To return to the Lords in 1966: Lord Silkin’s first bill ran out of parliamentary time in March of that year. One month later, in the next session of Parliament, he introduced a new bill, replicating the final text of the first as amended and passed by the Lords. This bill, too, received strong support from the Lords Spiritual, which was not surprising given that they had done much to shape the earlier version.
Nonetheless, Lord Silkin’s second bill also failed to pass through the Commons. The next bill, that of 1967, was the one that became law as the Abortion Act 1967. It began in the Commons, where it was introduced by David Steel. Having passed through the Commons, it progressed swiftly through its readings in the Lords. In its final form, it permitted abortion when two doctors agreed either that:
(a) the continuance of the pregnancy would involve risk to the life of the pregnant woman, or injury to the physical or mental health of the pregnant woman or any existing children of her family, greater than if the pregnancy were terminated; or
(b) ‘there is a substantial risk that if the child were born it would suffer from such physical or mental abnormalities as to be seriously handicapped’.
As Lord Vaux observed, this would, in practice, soon become a licence for abortion on demand.

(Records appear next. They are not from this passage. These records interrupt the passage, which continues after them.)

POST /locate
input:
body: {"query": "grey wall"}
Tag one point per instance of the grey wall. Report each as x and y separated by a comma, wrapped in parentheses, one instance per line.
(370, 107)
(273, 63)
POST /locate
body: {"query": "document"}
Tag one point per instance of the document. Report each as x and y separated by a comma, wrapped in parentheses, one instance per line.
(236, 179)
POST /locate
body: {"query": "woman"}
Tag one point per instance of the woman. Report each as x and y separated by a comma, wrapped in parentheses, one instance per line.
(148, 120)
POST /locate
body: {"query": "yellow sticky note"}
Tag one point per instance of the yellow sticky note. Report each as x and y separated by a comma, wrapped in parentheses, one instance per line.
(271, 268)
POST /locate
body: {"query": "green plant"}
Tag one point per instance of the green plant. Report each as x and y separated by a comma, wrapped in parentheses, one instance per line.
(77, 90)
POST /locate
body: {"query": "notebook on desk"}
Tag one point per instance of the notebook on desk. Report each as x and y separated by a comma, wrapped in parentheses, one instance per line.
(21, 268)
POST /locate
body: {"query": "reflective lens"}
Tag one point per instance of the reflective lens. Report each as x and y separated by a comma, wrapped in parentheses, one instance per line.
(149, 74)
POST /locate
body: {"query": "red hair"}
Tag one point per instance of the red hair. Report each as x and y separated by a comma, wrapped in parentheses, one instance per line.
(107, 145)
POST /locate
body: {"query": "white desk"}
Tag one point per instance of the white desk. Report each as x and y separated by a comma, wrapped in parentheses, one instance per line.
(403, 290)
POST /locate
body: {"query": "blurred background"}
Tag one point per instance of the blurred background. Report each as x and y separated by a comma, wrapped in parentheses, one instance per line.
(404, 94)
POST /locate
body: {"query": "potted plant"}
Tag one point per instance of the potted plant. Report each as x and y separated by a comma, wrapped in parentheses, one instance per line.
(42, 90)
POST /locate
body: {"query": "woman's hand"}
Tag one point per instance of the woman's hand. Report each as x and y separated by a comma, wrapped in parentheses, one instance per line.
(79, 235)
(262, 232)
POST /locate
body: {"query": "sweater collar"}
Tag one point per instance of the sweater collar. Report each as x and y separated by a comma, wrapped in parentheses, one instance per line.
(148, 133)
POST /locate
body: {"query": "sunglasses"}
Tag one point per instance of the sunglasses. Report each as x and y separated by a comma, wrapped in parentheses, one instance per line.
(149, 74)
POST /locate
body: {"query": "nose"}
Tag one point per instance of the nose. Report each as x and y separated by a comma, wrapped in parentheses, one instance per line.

Towards the end of the bill’s passage through the Lords, the bishops voted four to none against a wrecking amendment. By this time, Ian Ramsey, sometime Nolloth Professor of the Philosophy of the Christian Religion at Oxford and co-author of Abortion: An Ethical Discussion, was sitting in the Lords as bishop of Durham. In the debate on the successful bill he said of the human foetus: ‘I do not talk about its life; I think that is semantically as scandalous and problematic as things can be.’
Such being the attitude of the established church, which had in fact drafted no little part of it, the Abortion Act 1967 passed through the Lords and became law. Now, fifty-eight years on, approximately a quarter of a million abortions are performed in Britain each year under the very same Act. Today, Anglican bishops generally avoid talking about abortion, for they are afraid of upsetting the now powerful conservative evangelical wing of the Church of England, which took up the pro-life cause in the late 1970s and is now strongly committed to it. But today’s episcopal silence should not make us forget that the bishops of the 1960s developed, supported and voted for the very legislation that has enabled our civilisation to destroy itself with a self-inflicted genocide. At the time, when so little was known about abortion and its effects, only the Catholic peers – blind slaves of dogma in Anglican eyes – had the vision to foresee the disaster.
The Archbishop of Canterbury is to be commended for her speech and vote on 18 March. The question is – can the Church of England be prophetic about abortion today in a way that it utterly failed to be in the 1960s?